Against the rising consumer inflation in New Zealand, the NZD/USD pair grows around 0.6500.
Thus, the Q4 consumer price index amounted to 7.2% YoY, higher than the forecast of 7.1% and in line with the previous period's value, and increased by 1.4% QoQ, more than the expected 1.3%. The Reserve Bank of New Zealand is failing to bring inflationary risks under control, and investors expect officials to take more decisive steps against monetary policy. At the next meeting on February 22, the regulator will likely raise the interest rate by 0.25–0.50%, giving a new positive impetus to the national currency.
This week, the market is focused on the US Federal Reserve meeting: analysts predict a 25.0 basis point hike in interest rates to 4.75%, which may cause a correction in the NZD/USD pair to 0.6310, otherwise the breakout of the resistance level 0.6500 and growth to 0.6600 is expected.
The long-term trend is upward, and within it, the quotes have reached 0.6500, which has not yet been broken, indicating a possible correction to 0.6310 and 0.6210, after which long positions with the target at 0.6600 are relevant.

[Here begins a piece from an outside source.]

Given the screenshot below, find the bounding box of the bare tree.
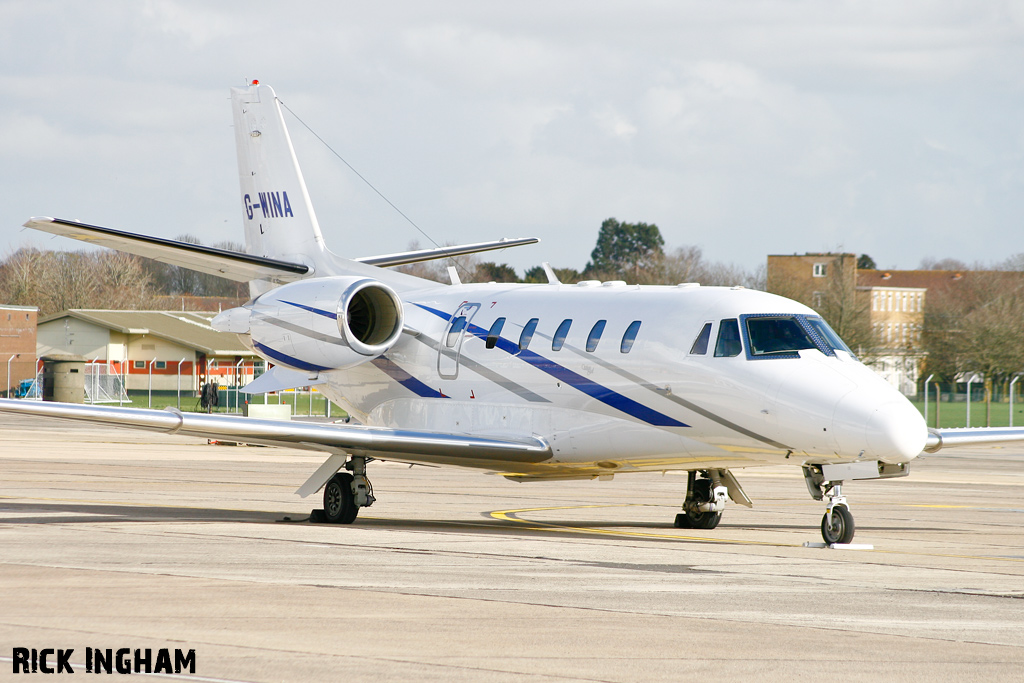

The medium-term trend is upward, with the target around zone 2 (0.6569–0.6551). At the moment, the price is slightly retreating from its local highs, and the correction may reach the key trend support 0.6350–0.6332, after which it is worth considering buying with the target at the January high of 0.6527.
Resistance levels: 0.6500, 0.6600, 0.6750. | Support levels: 0.6310, 0.6210, 0.6085.